Opinión

¿Deberíamos aprobar un estímulo fiscal para España?

La guerra comercial entre EE UU y China continúa agravándose sin que ninguna de ambas partes dé su brazo a torcer. El pasado viernes, China anunció una ronda de aranceles a modo de represalia contra

EE UU y, apenas unas horas después, Trump hizo lo propio en medio de una escalada retórica en la que tildaba a Xi Jinping de «enemigo de los

EE UU» y en la que, además, «ordenaba» a las compañías nacionales que buscaran alternativas económicas a China.

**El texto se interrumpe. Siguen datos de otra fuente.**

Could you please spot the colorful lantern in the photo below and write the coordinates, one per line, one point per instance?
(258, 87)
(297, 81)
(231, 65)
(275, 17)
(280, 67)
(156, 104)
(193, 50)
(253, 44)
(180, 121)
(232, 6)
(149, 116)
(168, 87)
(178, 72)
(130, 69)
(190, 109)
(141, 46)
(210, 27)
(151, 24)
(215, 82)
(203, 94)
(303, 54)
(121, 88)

La resolución del conflicto, pues, no se antoja temprana y quienes de momento estamos sufriendo en mayor medida este conflicto somos los europeos.

El Viejo Continente produce y exporta manufacturas al resto del planeta, de modo que una fuerte contracción del comercio global (como la que estamos padeciendo) resulta nefasta para su crecimiento. Tan es así que Alemania entrará muy probablemente en recesión durante el próximo trimestre (al menos así lo ha adelantado el Bundesbank) y nuestro país ya está sumergido en una más que cierta desaceleración (tanto en términos de PIB como de creación de empleo). Justamente por ello, desde determinadas posiciones políticas ya vuelve a repetirse el machacón mensaje de que necesitamos aprobar un potente plan de estímulo fiscal que relance nuestra actividad. Incluso Alemania parecería estar planteándose una medida de ese estilo, según ha filtrado la Prensa durante esta semana (si bien fuentes oficiales del Ejecutivo teutón hayan desmentido estar trabajando en ello). Así las cosas, ¿debería España relanzar su déficit público para reimpulsar nuestro crecimiento languideciente? Hay dos motivos que desaconsejan avanzar en esta dirección.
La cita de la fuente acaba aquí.